Allâme Şeyh Sâlih b. Fevzân el-Fevzân'a soruldu:
Soru: Selef'in bid'atçılara karşı takındığı tutumu açıklar mısınız?
Cevap: Selef her önüne geleni bid'atçı ilan etmezdi. Bid'at kelimesini kullanmakta aşırılık yapmaz, bazı muhâlefetleri olan herkes hakkında bu kelimeyi kullanmazlardı. Onlar sadece, kendisiyle Allah'a yaklaşılacağına dâir hakkında delîl olmayan bir fiili işleyeni ve Rasûlullah sallallahu aleyhi ve sellem'in teşrî' buyurmadığı bir ibâdeti yapanı bid'atla vasfederlerdi. Bunu da Nebî sallallahu aleyhi ve sellem'in şu buyruğuna binâen yaparlardı: 'Her kim dînimiz üzere olmayan bir amel ile amel ederse, o reddolunmuştur.' Diğer rivâyet de şöyledir: 'Kim bizim şu dînimizde ondan olmayan bir şey ihdâs ederse, o reddolunmuştur.'
O hâlde bid'at; dînde, hakkında Allah'ın Kitâbı'ndan ve Rasûlullah sallallahu aleyhi ve sellem'in Sünneti'nden delîl olmayan bir yenilik ihdâs etmektir. İşte bid'at budur. Bir şahsın dînde bir bid'at çıkardığı sâbit olur ve o bid'attan dönmemekte ısrar ederse, Selef'in Menheci onu terk etmek, ondan uzaklaşmak ve onunla oturup kalkmamaktır.

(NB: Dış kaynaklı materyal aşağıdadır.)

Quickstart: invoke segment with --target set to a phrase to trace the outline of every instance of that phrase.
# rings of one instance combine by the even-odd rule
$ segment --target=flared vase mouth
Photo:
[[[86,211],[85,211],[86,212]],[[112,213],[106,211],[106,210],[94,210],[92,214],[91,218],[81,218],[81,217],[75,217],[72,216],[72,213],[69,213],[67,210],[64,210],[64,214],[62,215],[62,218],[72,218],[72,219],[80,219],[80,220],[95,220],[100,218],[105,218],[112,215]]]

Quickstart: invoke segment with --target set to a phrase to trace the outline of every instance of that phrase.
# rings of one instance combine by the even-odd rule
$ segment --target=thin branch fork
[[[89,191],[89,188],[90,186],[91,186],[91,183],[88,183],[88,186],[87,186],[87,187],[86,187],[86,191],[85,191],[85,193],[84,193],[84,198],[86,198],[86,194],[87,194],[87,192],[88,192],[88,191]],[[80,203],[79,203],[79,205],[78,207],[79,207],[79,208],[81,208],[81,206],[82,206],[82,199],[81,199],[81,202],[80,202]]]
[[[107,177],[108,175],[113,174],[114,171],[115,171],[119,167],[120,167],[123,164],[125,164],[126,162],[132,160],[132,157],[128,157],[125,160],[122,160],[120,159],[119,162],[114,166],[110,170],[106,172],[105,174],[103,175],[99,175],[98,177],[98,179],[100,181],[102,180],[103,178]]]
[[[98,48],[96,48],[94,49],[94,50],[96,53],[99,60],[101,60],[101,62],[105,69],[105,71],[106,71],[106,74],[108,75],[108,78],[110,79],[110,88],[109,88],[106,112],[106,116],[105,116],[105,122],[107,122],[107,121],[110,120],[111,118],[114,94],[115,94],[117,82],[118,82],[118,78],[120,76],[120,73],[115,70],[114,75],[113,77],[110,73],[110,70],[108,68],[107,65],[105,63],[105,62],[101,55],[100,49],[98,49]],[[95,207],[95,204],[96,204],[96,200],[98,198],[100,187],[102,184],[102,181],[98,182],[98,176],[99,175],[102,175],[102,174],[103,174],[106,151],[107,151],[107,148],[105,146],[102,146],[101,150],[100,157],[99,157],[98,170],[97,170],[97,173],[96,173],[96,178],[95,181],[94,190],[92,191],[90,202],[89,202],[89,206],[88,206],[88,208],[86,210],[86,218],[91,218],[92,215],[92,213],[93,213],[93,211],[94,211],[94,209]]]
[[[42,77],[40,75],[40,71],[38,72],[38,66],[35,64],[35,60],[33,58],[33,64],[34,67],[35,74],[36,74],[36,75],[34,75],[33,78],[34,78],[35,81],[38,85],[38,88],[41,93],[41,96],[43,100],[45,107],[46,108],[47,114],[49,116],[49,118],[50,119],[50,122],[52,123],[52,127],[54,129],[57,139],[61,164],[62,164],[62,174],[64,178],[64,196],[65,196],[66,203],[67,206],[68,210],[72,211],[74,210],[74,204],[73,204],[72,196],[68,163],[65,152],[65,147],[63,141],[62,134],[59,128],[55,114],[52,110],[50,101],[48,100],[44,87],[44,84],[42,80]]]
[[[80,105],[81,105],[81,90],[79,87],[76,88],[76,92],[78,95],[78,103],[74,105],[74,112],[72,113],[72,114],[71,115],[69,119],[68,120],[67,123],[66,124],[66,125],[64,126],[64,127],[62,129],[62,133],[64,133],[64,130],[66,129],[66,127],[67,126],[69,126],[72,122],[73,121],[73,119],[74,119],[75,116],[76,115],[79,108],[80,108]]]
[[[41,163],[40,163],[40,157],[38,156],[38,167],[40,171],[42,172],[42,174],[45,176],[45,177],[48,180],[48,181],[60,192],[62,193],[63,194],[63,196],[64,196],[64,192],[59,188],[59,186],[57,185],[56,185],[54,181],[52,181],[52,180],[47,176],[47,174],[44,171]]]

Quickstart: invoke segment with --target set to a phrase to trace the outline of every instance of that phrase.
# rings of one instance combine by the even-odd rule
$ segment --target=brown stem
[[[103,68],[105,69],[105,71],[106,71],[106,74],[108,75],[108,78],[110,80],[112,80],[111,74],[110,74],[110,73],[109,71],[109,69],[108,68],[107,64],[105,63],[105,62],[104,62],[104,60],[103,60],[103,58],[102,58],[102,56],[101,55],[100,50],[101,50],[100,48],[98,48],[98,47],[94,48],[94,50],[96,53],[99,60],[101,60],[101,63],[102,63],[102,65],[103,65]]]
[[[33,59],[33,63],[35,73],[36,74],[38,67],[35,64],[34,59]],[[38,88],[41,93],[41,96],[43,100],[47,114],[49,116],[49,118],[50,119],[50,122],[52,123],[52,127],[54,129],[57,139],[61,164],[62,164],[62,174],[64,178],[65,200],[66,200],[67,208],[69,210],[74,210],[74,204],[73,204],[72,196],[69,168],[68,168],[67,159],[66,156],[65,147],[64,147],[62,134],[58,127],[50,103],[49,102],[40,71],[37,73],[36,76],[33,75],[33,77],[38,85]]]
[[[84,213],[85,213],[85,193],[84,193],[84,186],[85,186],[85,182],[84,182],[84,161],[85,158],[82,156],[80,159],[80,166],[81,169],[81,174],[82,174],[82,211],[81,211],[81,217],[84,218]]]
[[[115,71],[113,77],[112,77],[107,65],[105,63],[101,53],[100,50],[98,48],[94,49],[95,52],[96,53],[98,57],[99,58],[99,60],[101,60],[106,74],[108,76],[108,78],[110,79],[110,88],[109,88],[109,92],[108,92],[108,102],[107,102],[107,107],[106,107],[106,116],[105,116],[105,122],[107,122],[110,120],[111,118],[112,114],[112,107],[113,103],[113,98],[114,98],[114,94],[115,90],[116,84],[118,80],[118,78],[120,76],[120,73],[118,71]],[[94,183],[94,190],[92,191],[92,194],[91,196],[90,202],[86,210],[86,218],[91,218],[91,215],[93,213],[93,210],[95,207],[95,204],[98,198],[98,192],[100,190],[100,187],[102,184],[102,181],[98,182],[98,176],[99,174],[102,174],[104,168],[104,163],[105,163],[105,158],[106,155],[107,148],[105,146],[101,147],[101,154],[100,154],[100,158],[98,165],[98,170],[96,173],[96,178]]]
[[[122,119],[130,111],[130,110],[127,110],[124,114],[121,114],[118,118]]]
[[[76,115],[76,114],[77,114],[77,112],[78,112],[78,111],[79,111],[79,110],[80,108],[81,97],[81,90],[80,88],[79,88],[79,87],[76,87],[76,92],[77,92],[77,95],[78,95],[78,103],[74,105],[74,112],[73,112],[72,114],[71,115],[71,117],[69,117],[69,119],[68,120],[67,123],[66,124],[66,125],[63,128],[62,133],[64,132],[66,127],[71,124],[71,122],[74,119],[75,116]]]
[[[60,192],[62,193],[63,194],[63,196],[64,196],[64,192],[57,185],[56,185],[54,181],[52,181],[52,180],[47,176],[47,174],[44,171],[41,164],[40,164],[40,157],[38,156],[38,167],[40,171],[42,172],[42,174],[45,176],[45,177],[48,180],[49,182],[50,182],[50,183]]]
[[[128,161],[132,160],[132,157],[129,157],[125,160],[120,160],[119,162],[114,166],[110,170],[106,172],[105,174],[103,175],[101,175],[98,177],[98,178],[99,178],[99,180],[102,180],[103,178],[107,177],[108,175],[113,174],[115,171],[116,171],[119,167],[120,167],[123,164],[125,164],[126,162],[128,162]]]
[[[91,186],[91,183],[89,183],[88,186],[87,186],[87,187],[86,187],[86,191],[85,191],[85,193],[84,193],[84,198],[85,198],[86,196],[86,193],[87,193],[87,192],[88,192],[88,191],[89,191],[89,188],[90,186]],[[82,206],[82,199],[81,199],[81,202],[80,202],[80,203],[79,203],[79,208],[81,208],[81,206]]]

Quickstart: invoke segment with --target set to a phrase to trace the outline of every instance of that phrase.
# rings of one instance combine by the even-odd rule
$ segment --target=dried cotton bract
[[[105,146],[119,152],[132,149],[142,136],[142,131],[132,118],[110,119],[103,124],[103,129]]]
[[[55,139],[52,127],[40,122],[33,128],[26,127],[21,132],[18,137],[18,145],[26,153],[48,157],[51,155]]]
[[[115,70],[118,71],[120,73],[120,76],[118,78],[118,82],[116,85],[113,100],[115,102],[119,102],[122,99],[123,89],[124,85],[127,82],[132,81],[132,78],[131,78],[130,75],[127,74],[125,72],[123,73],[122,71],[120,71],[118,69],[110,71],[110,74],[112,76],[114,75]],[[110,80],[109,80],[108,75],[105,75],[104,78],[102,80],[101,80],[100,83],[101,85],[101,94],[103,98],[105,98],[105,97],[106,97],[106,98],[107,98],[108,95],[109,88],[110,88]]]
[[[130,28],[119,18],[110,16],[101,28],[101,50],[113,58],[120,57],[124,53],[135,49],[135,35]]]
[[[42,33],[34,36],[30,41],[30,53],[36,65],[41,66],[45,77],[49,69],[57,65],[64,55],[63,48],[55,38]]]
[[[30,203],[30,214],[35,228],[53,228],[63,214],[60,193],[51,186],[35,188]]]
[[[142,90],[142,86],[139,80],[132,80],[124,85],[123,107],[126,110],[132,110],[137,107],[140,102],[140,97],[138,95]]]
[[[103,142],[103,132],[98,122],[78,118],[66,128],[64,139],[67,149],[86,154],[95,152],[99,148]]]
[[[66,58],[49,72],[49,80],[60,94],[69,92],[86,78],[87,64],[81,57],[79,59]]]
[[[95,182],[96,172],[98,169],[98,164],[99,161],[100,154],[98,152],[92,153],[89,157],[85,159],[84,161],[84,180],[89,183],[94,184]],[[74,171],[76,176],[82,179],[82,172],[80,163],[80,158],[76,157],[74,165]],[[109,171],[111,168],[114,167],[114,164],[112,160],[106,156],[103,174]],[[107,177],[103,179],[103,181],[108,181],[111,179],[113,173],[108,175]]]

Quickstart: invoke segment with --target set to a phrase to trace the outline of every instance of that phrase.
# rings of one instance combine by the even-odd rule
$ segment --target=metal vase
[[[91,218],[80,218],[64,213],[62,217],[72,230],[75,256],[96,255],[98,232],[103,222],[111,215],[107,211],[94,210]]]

İşte menhecleri buydu. Ancak söylediğimiz gibi bu, onun mubtedi' olduğu sâbit olduktan sonra ve ona nasîhatta bulunulup onun da bid'atinden dönmemesi durumundadır. Bu durumda o, kendisiyle oturup kalkanlara ve ilişkisi olanlara zararının dokunmaması için ve insanları bid'atçılardan ve bid'attan sakındırmak için terk edilir.
Bid'at kelimesinin şahsî reylerde muhâlif olan herkes hakkında kullanılması ve 'bu bid'atçıdır!' denilmesi, herkesin birbirini bid'atçi diye isimlendirmesi şeklindeki aşırılığa gelince; gerçekte o, dînde herhangi bir şey ihdâs etmiş değildir. Ancak bir şahıs ile aralarında ihtilâf vardır, cemaatlerden bir cemaat ile o ihtilâf etmişlerdir. Bu kişi bid'atçi değildir.
Bir harâm veya günah işleyen âsi olarak isimlendirilir. Her günahkâr ise bid'atçi değildir. Her hata işleyen de bid'atçi değildir. Çünkü bid'atçi, dînde ondan olmayan bir şeyi ihdâs edendir. Bid'atçi budur. Herhangi bir şahsa muhâlefet eden herkese bid'at isminin ıtlak edilmesi şeklindeki aşırılığa gelince, bu doğru bir şey değildir. Hâlbuki hak, muhâlif olan kişinin yanında da olabilir. Bu, Selef'in Menheci'nden değildir.